Craig wartete Chris’ Reaktion ab. Als sie anfing zu lächeln, tat er es auch.

»Schon in Ordnung, Craig. An die Beleidigungen dieses Mannes habe ich mich längst gewöhnt. Du weißt schon, wie es heißt: in das eine Ohr rein und aus dem anderen raus.«

Neil, nun vor ihr aufgebaut, beugte sich hinab und gab ihr einen Kuß, erst auf das linke, dann auf das rechte Ohr. Schließlich setzte er sich und schob den Gehwagen zur Seite, während er sie noch immer anschaute. »Ein Kompromiß«, sagte er schließlich.

»Was meinst du damit?«

»Wir treffen einen Kompromiß. Ich arbeite nur zu Hause.«

»Aber jetzt noch nicht, Neil!«

Neils Gesichtsmuskeln zogen sich zusammen.

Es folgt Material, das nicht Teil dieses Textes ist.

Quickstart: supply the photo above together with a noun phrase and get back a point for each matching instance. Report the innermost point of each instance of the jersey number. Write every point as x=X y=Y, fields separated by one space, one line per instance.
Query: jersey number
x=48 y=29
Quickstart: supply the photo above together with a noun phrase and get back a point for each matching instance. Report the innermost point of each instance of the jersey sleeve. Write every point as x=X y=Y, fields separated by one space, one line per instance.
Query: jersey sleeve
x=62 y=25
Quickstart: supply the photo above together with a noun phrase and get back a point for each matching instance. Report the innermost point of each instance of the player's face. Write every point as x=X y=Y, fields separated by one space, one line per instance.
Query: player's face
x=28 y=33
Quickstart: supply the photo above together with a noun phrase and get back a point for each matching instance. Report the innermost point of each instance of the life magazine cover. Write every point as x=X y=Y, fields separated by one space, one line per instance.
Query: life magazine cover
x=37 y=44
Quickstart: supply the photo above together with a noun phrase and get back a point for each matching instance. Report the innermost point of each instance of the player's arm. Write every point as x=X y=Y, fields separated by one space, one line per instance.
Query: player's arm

»Neil, bitte. Der Arzt meint, du solltest dich noch nicht überfordern. Das ist wichtig.«

»Zum Teufel mit den Ärzten.«

»Neil –«

Er holte mit seiner gesunden Hand aus und versetzte dem Gehbock einen Schlag, so daß er durch das Zimmer flog. Chris stand auf, holte ihn und stellte ihn wieder vor Neil auf. Dann kniete sie sich vor ihn hin und fuhr mit ihren Fingern durch sein dickes, graumeliertes Haar.

»Mein Gott, du bist unmöglich.«

»Ein Kompromiß?« Dieses Mal war es eine Frage.

»Drei Stunden am Tag – Maximum!«

Aus den Augenwinkeln konnte sie Craig sehen, der aus dem Fenster starrte und so tat, als ob er nichts mitbekommen hätte. Aber sie hätte blind sein müssen, um nicht zu sehen, wie seine Augen vor Erleichterung über Neils Triumph strahlten.